DSA got the chance to interview Chris while he was in KL last week for Oracle Cloud Day 2018, where he elaborated on that point. “I think this is now is the right time for artificial intelligence.  It’s the same AI we’ve seen for many years, but two things are different. For AI, you need data and you need algorithms. In years past, we didn’t have as much data, we didn’t have as much compute to process the algorithms. Fast forward to today, cloud gives you unlimited data storage and unlimited computer power. So it’s a key enabler that has allowed machine learning and AI to really become beneficial on a day to day basis.” Oracle Cloud Day is a yearly event organised by Oracle across the region to showcase the innovations that Oracle is bringing to the cloud space.

Chris Chelliah

Oracle first announced its autonomous database services at the end of last year and is now looking to extend it to the cloud. Machine learning, which is quickly accelerating the development of AI and changing the landscape of IT, was one of the focus areas for this year’s Oracle Day. Chris sees AI-powered automation as the next evolution of the cloud. And what exactly does autonomous cloud entail? According to Chris, there are three parts to it. An autonomous cloud has to be:

Self-driving – which means letting the computer handle all the mundane, recurring tasks such as provisioning, securing, monitoring, backup, recovery and troubleshooting, thus increasing productivity

Self-securing – using the patterns of data access to take action and automatically protect your data from external attacks and malicious internal users

Self-Repairing – to provide automated protection from all planned and unplanned downtime, allowing the cloud provider to give the customer a much higher service level

But just a few years ago, big data analytics used to be all the rage before companies started moving on to AI and machine learning. So we asked Chris how do we now differentiate between actual AI and just a good use of analytics. He said, “Traditional analytics used to be based on human introspection of historical data to make predictions that are based purely on mathematic correlation. It was based on inference. Today, more and more analytics is actually AI- and machine learning-based. It keeps learning and narrowing the gap towards the answer, so it’s very different. It’s a model that is correcting itself. And it’s doing that by itself very quickly.”

This progression towards automation is important as the cloud continues to be an important tool that enables enterprises to modernise their business and innovate. One massive difference that the cloud has made over the years is that it has democratised the access to so called “enterprise-grade” technologies that were once only available to the largest companies. Now, organisations big and small have the tools to try fast, fail fast and learn fast, at a fraction of the cost.

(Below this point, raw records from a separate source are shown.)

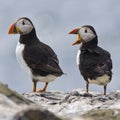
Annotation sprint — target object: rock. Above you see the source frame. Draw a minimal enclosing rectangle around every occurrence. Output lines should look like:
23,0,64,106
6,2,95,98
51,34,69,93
23,89,120,118
0,82,35,120
14,107,63,120
0,82,63,120
23,89,120,120
0,82,120,120
82,109,120,120
0,82,33,105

“The traditional barriers that used to be there for people to adopt the cloud (around security, data residency, risk, etc.) are rapidly going away. The cloud makes it easy. You don’t have to be a large organisation to use enterprise-grade software like Oracle’s. Our strategy has been to address that by helping organisations to have a simple, seamless, lowest risk transition to the cloud. Machine learning and AI really depends on the two things we talked about, data and algorithms. With Oracle being in the infrastructure, platform, SaaS and data as a service space in the cloud, I just want to be clear that that puts us in a fantastic position to go out there and make a massive difference. And I think it is the time now for that to explode,” he concluded.